Application assessment
What is the quality of the application software system?
Business process assessment
Use a viewpoint-oriented
approach and seek answers from system stakeholders
Is
there a defined process model and is it followed?
Do
different parts of the organisation use different processes for the same
function?
How
has the process been adapted?
What
are the relationships with other business processes and are these necessary?
Is
the process effectively supported by the legacy application software?
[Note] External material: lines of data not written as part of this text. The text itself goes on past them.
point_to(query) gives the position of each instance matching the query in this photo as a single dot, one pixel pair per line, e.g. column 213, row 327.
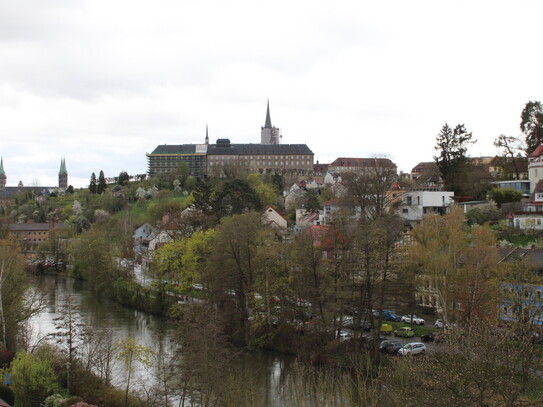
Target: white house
column 141, row 236
column 274, row 219
column 415, row 204
column 332, row 178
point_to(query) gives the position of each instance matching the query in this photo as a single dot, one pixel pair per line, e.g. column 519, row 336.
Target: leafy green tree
column 278, row 183
column 94, row 258
column 16, row 305
column 452, row 147
column 312, row 201
column 504, row 195
column 532, row 125
column 203, row 197
column 509, row 146
column 123, row 178
column 168, row 266
column 93, row 185
column 33, row 379
column 234, row 197
column 197, row 256
column 457, row 265
column 102, row 185
column 233, row 263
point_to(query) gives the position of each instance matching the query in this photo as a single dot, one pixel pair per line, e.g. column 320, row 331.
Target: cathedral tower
column 63, row 175
column 3, row 178
column 268, row 133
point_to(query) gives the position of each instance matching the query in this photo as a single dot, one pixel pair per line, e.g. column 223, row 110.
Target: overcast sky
column 102, row 82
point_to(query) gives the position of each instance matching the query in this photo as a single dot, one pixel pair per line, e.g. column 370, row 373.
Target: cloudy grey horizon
column 102, row 83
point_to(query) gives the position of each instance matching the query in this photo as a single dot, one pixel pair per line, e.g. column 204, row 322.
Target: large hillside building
column 223, row 156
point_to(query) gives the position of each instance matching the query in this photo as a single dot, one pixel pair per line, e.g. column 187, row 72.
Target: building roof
column 537, row 151
column 258, row 149
column 425, row 166
column 267, row 125
column 26, row 227
column 534, row 257
column 179, row 149
column 8, row 192
column 362, row 162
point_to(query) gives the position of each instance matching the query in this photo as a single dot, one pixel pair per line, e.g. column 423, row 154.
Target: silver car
column 412, row 348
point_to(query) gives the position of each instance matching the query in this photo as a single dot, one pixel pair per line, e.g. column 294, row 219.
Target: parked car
column 389, row 315
column 440, row 323
column 432, row 337
column 344, row 335
column 412, row 319
column 405, row 331
column 390, row 346
column 386, row 329
column 412, row 348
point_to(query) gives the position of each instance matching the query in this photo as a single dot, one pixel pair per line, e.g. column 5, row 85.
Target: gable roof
column 362, row 162
column 537, row 151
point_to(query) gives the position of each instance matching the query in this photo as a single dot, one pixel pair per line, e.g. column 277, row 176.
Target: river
column 268, row 370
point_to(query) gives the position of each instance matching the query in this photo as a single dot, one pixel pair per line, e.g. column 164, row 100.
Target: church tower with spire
column 63, row 175
column 3, row 178
column 268, row 133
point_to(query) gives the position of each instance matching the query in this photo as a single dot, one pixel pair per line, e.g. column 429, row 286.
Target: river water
column 154, row 332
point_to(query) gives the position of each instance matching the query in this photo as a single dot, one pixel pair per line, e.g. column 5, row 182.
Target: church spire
column 63, row 175
column 3, row 178
column 267, row 125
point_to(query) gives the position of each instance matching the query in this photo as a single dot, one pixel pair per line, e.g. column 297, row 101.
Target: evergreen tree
column 101, row 183
column 452, row 159
column 532, row 125
column 92, row 185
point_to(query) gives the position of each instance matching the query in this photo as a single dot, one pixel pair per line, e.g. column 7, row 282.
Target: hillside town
column 346, row 267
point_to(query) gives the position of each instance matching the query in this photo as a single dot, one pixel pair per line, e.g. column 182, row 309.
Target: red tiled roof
column 361, row 162
column 537, row 152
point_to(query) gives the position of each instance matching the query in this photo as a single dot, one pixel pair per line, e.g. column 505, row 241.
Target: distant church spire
column 267, row 125
column 3, row 178
column 63, row 175
column 269, row 134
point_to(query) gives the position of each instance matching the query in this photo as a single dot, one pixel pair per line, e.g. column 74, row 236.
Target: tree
column 33, row 379
column 504, row 195
column 456, row 265
column 479, row 364
column 123, row 178
column 16, row 304
column 233, row 262
column 531, row 125
column 452, row 147
column 510, row 148
column 102, row 185
column 234, row 197
column 130, row 352
column 203, row 197
column 93, row 185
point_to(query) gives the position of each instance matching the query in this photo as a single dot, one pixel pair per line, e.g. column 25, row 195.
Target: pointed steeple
column 63, row 170
column 63, row 175
column 3, row 178
column 267, row 124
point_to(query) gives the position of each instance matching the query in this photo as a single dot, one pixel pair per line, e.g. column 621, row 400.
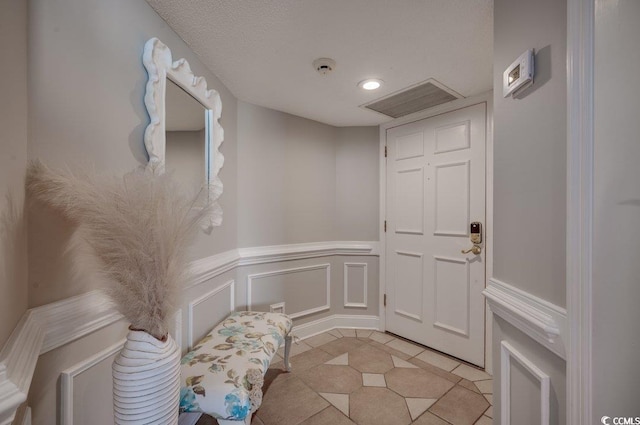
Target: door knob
column 476, row 249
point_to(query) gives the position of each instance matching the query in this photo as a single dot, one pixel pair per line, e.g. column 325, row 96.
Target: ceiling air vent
column 417, row 98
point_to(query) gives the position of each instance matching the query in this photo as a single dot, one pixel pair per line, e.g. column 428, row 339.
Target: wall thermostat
column 518, row 74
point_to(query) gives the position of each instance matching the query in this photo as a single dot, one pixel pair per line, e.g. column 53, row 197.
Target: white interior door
column 435, row 189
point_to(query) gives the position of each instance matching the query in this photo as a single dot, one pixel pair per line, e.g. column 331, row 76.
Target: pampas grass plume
column 138, row 228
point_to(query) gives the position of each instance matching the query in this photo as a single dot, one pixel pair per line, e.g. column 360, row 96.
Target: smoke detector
column 324, row 65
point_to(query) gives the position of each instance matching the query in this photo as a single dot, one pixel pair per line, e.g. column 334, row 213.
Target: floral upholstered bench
column 223, row 375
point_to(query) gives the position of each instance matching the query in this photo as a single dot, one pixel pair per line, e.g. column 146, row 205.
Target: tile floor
column 346, row 377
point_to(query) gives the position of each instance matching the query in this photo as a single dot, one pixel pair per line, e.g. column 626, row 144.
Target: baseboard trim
column 541, row 320
column 346, row 321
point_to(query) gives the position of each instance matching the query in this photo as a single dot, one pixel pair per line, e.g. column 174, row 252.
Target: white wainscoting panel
column 343, row 321
column 207, row 268
column 214, row 315
column 67, row 377
column 322, row 305
column 541, row 320
column 349, row 284
column 507, row 354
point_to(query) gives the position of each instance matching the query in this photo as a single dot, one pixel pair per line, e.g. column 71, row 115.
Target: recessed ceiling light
column 370, row 84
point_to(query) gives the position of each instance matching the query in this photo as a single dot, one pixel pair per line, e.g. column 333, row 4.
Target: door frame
column 486, row 98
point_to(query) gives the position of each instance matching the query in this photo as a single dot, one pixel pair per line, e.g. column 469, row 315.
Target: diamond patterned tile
column 341, row 360
column 460, row 406
column 320, row 339
column 373, row 380
column 371, row 360
column 339, row 401
column 378, row 406
column 330, row 415
column 402, row 363
column 342, row 345
column 332, row 379
column 417, row 383
column 417, row 406
column 438, row 360
column 405, row 347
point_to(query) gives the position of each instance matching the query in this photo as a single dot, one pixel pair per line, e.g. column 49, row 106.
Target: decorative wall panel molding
column 48, row 327
column 343, row 321
column 348, row 303
column 507, row 354
column 67, row 376
column 326, row 305
column 207, row 268
column 541, row 320
column 193, row 304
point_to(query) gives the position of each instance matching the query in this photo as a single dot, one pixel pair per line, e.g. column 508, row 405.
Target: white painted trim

Example - a travel ordering
system may have a low business value because of the widespread use of web-based
ordering.
Factors used in environment
assessment
Factor |
Questions |
Supplier stability |
Is the supplier still in existence? Is the
supplier financially stable and likely to continue in existence? If the
supplier is no longer in business, does someone else maintain the systems? |
Failure rate |
Does the hardware have a high rate of reported
failures? Does the support software crash and force system restarts? |
Age |
How old is the hardware and software? The older
the hardware and support software, the more obsolete it will be. It may still
function correctly but there could be significant economic and business
benefits to moving to a more modern system. |
Performance |
Is the performance of the system adequate? Do
performance problems have a significant effect on system users? |
Support requirements |
What local support is required by the hardware and software? If there
are high costs associated with this support, it may be worth considering
system replacement. |
Maintenance costs |
What are the costs of hardware maintenance and support software licences? Older hardware may have higher maintenance
costs than modern systems. Support software may have high annual licensing
costs. |
Interoperability |
Are there problems interfacing the system to other systems? Can
compilers, for example, be used with current versions of the operating
system? Is hardware emulation required? |
Factors used in application
assessment
Factor |
Questions |
Understandability |
How
difficult is it to understand the source code of the current system? How
complex are the control structures that are used? Do variables have
meaningful names that reflect their function? |
Documentation |
What
system documentation is available? Is the documentation complete, consistent,
and current? |
Data |
Is
there an explicit data model for the system? To what extent is data
duplicated across files? Is the data used by the system up to date and
consistent? |
Performance |
Is
the performance of the application adequate? Do performance problems have a
significant effect on system users? |
Programming language |
Are modern compilers
available for the programming language used to develop the system? Is the
programming language still used for new system development? |
Configuration management |
Are all versions of all
parts of the system managed by a configuration management system? Is there an
explicit description of the versions of components that are used in the
current system? |
Test data |
Does test data for the
system exist? Is there a record of regression tests carried out when new
features have been added to the system? |
Personnel skills |
Are there people
available who have the skills to maintain the application? Are there people
available who have experience with the system? |
System measurement
You may collect quantitative data to make an assessment of the quality
of the application system
The
number of system change requests;
The
number of different user interfaces used by the system;
The
volume of data used by the system.
Key points
There are 3 types of
software maintenance, namely bug fixing, modifying software to work in a new
environment, and implementing new or changed requirements.
Software re-engineering is
concerned with re-structuring and re-documenting software to make it easier to
understand and change.
Refactoring, making program
changes that preserve functionality, is a form of preventative maintenance.
The business value of a
legacy system and the quality of the application should be assessed to help
decide if a system should be replaced, transformed or maintained.